Brillante Technik in teurer Verpackung – Citroën GS im (historischen) Test
Zusammenfassung
Die Qualitäten des Citroën GS waren so herausragend und wohlbekannt, dass sie kaum einer Erwähnung wert waren. Deshalb liest sich dieser historische Testbericht im ersten Moment wie ein Verriss, obwohl alle Kritikpunkte nur Kleinigkeiten sind. Strassenlage, Komfort und Bremsen waren nämlich hervorragend, ebenso wie Laufruhe und Drehfreude des Motors.
Dieser Artikel enthält folgende Kapitel
- Unbehagen
- Kompromisse
- Luftverpester
- Preisnachteil
- Leisetreter
- Schönheitsfehler
- Qualitäten
- Armaturen-Mathematik
- Pluspunkte
- Minuspunkte
- Technische Daten
Geschätzte Lesedauer: 8min
Leseprobe (Beginn des Artikels)
Die technischen Nachfahren des Andre Citroën mögen mir vergeben, daß mich ihr Schaffen zuweilen an die Taten des berühmten Don Quixote erinnert. Nicht nur ihr Kampf mit den Windmühlenflügeln – sprich Luftwiderstand – ist bewundernswert, sondern auch ihr Ritterdienst an einer sagenhaften Dulcinea in Erfüllung absonderlicher Wünsche hinsichtlich der Innenraumgestaltung.

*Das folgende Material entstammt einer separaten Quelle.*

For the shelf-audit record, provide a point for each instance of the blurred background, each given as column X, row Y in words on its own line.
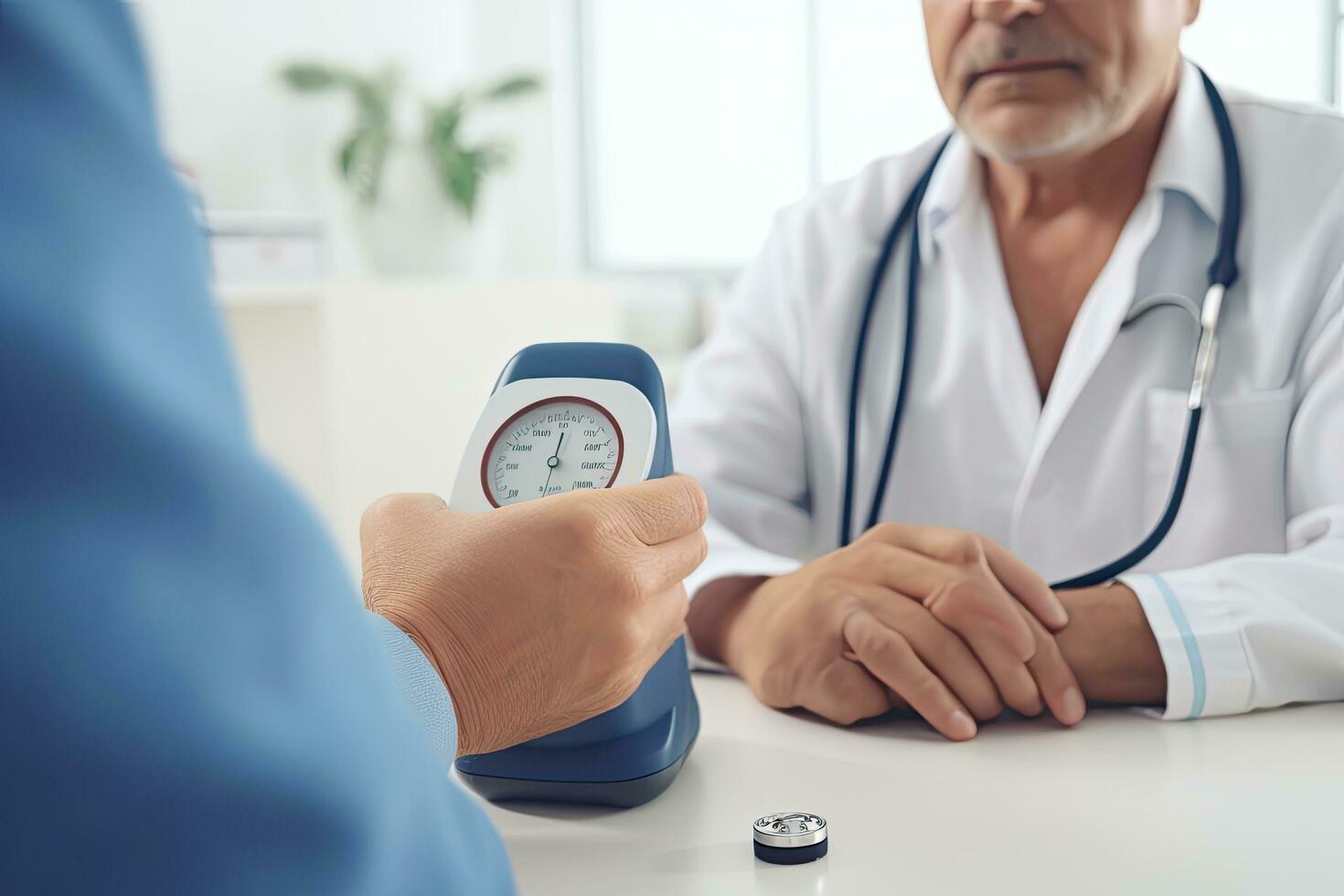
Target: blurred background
column 400, row 194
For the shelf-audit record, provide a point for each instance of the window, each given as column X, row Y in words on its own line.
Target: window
column 700, row 119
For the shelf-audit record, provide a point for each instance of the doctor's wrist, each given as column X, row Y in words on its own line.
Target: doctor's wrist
column 715, row 613
column 1110, row 646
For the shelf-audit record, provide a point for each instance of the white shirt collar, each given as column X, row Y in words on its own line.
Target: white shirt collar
column 1189, row 162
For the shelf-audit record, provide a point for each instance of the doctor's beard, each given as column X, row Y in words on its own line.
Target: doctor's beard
column 1072, row 126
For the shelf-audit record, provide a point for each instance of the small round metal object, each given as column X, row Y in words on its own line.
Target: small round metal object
column 789, row 837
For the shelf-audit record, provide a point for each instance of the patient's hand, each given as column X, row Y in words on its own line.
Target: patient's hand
column 945, row 621
column 540, row 614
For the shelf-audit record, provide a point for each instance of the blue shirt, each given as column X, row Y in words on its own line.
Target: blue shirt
column 192, row 699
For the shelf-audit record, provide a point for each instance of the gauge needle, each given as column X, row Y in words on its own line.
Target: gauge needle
column 554, row 461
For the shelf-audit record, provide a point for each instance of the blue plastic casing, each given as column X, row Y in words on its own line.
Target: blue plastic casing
column 628, row 755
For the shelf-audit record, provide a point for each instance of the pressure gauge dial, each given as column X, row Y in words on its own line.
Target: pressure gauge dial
column 555, row 445
column 542, row 437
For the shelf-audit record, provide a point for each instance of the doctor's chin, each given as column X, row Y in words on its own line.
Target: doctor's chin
column 612, row 446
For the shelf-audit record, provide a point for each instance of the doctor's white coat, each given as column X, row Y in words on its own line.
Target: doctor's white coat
column 1246, row 594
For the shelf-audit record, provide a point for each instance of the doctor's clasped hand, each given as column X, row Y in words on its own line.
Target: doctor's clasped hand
column 945, row 623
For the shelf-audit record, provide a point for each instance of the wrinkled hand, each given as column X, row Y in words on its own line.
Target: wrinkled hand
column 540, row 614
column 943, row 621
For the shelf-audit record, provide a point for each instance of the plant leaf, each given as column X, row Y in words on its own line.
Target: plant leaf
column 512, row 88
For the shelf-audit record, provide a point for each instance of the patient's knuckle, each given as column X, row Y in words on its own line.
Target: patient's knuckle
column 697, row 503
column 961, row 547
column 955, row 602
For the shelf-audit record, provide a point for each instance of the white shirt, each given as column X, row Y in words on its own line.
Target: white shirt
column 1246, row 592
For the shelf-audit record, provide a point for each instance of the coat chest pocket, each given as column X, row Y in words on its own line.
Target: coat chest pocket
column 1234, row 500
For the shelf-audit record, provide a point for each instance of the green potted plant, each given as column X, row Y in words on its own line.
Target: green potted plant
column 417, row 179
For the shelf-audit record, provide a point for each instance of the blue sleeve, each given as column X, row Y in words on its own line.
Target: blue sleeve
column 422, row 688
column 192, row 699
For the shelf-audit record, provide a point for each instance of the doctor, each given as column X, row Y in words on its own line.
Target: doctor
column 1024, row 325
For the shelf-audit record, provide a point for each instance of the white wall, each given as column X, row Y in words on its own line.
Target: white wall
column 257, row 146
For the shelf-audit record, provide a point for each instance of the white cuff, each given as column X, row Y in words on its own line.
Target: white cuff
column 1207, row 669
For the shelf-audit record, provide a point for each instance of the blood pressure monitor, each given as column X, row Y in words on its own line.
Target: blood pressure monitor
column 543, row 437
column 571, row 417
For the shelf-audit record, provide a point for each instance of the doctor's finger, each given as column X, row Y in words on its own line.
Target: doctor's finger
column 890, row 658
column 948, row 657
column 1011, row 675
column 843, row 692
column 659, row 511
column 1054, row 678
column 1026, row 584
column 971, row 549
column 965, row 600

Auch ihre Pferde sind nicht immer die stärksten und schnellsten – der Döschwoh erscheint mir als Inbegriff der klapprigen, aber treuen Rosinante –, kurz: Am Quai Citroën am Ufer der Seine scheinen eher Philosophen als technische Manager die immerhin markanten Autos mit dem Namen Citroën zu gestalten.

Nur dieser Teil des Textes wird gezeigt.